If she's one of your weight management customers also, she might be serious. She might be going through a dry spell. =)
Me and GF today (in spanglish) over MSN: her: hey babee me: hey hey her: what's up? me: nothing, just finish Christmas shopping... me: tiringg.. (tired smiley) her: aww.. q me compraste? me: hah nada todavia. her: (mad smiley) wtf.. me: I'll buy it on friday if you answer my question. her: ok, what? me: when you gone let me tap DAT. her: wow your sucha loser. me: i'm serious, (her name) her: ok than lol, whenever you get me in the mood. me: mission, accomplished. Thanks now she's been bothering me about her present.
Me: hmm so when are you going to let me tap that? Her: LOL WHAAAT Me: yeeeeeah, so when???!?!? Her: hahahahahahahahhahaha wtffff this is so not (my name)!! Me: of course it is im guessing by your silence you mean friday night. yes? okay. Her: HAHAHAHAHAH. oh shiiiit
How ugly do most of these girls look. The language they use is... not conducive to a beautiful woman. "negatory" "hahahahahahahahahahhaah"

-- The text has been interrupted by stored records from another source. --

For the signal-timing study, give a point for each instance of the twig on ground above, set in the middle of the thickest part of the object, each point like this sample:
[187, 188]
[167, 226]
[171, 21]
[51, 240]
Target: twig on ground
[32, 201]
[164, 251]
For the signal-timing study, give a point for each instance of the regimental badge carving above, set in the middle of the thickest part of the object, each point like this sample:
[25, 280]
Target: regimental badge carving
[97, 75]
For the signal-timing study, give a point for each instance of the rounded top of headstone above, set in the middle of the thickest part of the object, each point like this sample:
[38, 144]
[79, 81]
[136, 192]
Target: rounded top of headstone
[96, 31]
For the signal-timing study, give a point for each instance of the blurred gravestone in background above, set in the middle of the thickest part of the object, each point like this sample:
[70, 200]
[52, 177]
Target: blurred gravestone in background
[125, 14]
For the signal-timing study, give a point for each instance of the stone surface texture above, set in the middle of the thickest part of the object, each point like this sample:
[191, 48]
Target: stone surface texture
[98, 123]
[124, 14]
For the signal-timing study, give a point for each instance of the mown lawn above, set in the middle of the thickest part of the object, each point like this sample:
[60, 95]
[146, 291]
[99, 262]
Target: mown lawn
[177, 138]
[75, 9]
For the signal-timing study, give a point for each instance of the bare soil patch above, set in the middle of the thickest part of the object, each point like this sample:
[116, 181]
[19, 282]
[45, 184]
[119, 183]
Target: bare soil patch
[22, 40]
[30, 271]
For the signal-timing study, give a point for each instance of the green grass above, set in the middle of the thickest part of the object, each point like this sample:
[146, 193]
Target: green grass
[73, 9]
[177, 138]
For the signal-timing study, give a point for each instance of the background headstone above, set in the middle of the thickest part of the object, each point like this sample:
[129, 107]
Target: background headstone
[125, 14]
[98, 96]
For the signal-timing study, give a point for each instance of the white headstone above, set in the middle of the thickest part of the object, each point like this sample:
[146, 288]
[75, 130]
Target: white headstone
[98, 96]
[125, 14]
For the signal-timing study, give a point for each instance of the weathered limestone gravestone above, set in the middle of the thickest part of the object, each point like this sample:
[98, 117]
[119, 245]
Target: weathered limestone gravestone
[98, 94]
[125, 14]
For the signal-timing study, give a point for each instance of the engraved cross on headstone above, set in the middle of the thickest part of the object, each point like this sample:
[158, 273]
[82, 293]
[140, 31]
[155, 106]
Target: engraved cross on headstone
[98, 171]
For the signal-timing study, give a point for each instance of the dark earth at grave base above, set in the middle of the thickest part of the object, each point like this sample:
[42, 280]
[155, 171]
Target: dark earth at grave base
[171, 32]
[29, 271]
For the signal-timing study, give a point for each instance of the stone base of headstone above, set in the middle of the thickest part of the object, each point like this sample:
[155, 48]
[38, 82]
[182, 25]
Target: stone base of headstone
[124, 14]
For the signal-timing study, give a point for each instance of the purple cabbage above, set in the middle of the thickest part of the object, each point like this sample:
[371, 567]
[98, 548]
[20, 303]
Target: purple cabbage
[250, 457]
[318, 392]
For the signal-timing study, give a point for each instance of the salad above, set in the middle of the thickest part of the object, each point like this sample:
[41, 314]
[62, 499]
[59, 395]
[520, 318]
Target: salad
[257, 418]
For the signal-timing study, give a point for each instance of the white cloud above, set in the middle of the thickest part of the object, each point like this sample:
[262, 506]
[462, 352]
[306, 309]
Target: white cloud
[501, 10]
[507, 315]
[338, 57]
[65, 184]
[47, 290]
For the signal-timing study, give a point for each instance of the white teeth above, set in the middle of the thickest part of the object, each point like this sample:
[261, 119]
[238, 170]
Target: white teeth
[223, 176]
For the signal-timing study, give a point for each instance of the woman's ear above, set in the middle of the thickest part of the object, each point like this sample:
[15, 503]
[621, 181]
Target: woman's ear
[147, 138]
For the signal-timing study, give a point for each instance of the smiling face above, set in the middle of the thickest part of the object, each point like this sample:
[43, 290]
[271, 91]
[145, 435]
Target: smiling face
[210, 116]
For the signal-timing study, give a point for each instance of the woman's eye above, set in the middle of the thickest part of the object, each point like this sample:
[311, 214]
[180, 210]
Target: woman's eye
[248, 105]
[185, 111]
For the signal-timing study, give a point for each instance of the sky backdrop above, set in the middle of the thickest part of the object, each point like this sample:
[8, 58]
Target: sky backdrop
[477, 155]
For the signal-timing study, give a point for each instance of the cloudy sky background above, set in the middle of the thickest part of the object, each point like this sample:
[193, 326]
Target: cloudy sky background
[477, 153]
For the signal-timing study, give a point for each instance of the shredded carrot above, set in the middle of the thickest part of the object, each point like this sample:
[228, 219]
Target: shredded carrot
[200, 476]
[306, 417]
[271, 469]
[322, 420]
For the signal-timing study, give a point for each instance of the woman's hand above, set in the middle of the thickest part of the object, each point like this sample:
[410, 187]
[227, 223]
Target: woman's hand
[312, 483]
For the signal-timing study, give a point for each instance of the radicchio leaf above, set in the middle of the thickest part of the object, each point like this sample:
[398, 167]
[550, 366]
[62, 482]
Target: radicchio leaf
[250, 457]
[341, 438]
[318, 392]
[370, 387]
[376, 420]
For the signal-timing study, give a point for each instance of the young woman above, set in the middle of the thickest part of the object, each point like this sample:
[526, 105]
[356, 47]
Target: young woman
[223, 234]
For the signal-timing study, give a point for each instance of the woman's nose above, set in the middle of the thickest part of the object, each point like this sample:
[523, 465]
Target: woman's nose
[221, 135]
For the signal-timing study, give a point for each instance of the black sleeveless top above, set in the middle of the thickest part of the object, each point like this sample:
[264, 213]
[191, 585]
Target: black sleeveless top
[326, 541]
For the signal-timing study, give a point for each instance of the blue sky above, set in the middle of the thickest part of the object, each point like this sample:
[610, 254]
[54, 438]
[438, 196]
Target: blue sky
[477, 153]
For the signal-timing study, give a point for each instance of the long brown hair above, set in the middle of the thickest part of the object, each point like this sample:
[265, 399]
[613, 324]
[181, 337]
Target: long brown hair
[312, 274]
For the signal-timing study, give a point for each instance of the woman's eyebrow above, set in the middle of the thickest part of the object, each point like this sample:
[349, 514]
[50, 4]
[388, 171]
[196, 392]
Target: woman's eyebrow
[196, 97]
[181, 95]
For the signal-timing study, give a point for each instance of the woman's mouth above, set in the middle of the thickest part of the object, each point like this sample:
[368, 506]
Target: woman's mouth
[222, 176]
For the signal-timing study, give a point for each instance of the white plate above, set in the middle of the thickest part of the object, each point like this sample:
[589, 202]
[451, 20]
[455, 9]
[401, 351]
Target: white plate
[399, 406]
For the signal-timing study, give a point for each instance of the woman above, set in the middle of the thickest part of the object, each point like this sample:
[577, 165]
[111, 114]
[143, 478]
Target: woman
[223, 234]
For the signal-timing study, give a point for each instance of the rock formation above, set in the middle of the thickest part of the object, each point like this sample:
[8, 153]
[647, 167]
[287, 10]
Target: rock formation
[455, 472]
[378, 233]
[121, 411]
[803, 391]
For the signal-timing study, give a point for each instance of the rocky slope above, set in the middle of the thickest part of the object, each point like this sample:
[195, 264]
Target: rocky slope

Mac: So, when are you going to let me tap that? Rick: You're not ready. Mac: Great, So I'll see you on November 18th? Rick: No **** Awkward Pause **** Adrian W: Sources are telling me that Rick doesn't want Mac to tap that, ever. **** Awkward Pause **** Mac: I just want to know when you'll let me tap that. Rick: You need to practice more before you can tap that. Mac: Tell me when. Rick: Okay, you can tap Lebrons Azz on December 9th Mac: LMAO The internet made me do it.
I just texted this girl who likes me a lot right now Me: Hi Her: Morning sexy Me: I got a question Her: Sup Me: So when are you gonna let me tap dat? Her: If I let you, I don't want you to go Her: Don't tap and hit and run, tap and hit and stay Me: haha Her: Whats so funny Im being foreal Me: haha I don't stay, I only play Her: hahahah ass Her: Play is fine, don't play me wrong Me: I'll play with you in your thong Her: Wrestle with me on the bed instead Her: Why are you up so early? Me: Can't sleep, I think I need a blow job, willing to give me one? Her: hahaha Me: Are you going to swallow? Her: Only if i love you hahaha Me: Thought you loved me Her: Umm no Me: Ok bye Her: Why you saying bye Me: If you don't swallow, I dont follow Her: Your such a pain in the ass LOL
over/under on the average age of people who have actually texted this to somebody... 16 1/2. I'm taking the under.